Although Melissa Tapper lost to Brazil's Caroline Kumahara in the preliminary round of women's single's table tennis in Rio on Aug. 6, she knew her Olympic journey was just beginning.
"This is quite a sweet moment actually," Tapper told the Sydney Morning Herald. "When I turn up for the Paralympics, I'm going to fight just as hard as I did in that last match."
Starting Sept. 8, fans can witness Tapper make history when she becomes the only Australian athlete ever to compete in both the Olympic and Paralympic Summer Games.
"To know I'm competing at the top level of my sport in both Games is really exciting," Tapper, 26, tells WHO. "I set goals and I achieved them."
For Tapper, raised in Hamilton, Victoria, complications during her birth led to lasting nerve damage in the form of Erb's palsy, a paralysis of her right arm. "I have movement in that arm," she explains, "but not anywhere near my left."

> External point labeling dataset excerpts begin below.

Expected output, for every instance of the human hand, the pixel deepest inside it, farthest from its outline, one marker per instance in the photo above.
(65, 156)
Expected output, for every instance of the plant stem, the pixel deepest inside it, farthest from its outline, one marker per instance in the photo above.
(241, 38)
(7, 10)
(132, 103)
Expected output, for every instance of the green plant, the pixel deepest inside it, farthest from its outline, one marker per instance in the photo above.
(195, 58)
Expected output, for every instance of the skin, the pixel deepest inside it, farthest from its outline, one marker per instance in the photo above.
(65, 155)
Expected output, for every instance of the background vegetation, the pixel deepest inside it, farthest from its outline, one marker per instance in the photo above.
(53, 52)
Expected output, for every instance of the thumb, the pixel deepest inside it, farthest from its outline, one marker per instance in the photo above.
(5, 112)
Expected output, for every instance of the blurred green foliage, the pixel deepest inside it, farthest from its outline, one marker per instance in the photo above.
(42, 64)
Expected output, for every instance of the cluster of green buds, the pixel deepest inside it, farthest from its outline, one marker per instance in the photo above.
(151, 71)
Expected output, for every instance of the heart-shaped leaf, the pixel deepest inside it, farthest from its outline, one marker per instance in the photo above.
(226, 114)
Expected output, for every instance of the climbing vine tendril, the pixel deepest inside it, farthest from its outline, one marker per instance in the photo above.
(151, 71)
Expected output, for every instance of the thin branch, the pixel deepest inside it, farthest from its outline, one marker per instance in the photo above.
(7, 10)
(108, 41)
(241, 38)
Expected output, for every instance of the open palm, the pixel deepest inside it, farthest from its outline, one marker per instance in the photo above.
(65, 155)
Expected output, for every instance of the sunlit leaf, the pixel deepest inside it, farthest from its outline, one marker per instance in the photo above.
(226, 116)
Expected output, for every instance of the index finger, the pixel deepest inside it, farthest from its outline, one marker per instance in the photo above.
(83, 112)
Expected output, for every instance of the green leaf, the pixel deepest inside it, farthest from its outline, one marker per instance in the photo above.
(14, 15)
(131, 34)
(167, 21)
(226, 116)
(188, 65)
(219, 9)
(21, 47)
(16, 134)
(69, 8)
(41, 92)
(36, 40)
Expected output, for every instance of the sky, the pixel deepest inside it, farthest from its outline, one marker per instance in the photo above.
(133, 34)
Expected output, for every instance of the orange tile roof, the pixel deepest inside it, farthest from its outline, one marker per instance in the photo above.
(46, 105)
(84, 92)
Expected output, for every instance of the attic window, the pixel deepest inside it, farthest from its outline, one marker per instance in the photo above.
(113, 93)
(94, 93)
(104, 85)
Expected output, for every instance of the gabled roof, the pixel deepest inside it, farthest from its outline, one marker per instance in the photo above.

The condition didn't make Tapper any less active. Growing up, she played "everything," she says, including basketball and netball. By 8, she fell in love with table tennis and in 2011 attained a world No. 1 ranking as a para player. In 2014, in able-bodied play, she led Australia to a team bronze at the 2014 Commonwealth Games.
Now she's ready to reach the pinnacle of her sport. "I would love to gold at the Paralympics," Tapper says. "Gold is what I want to achieve. If you aim for the top, you're in a better position from the start."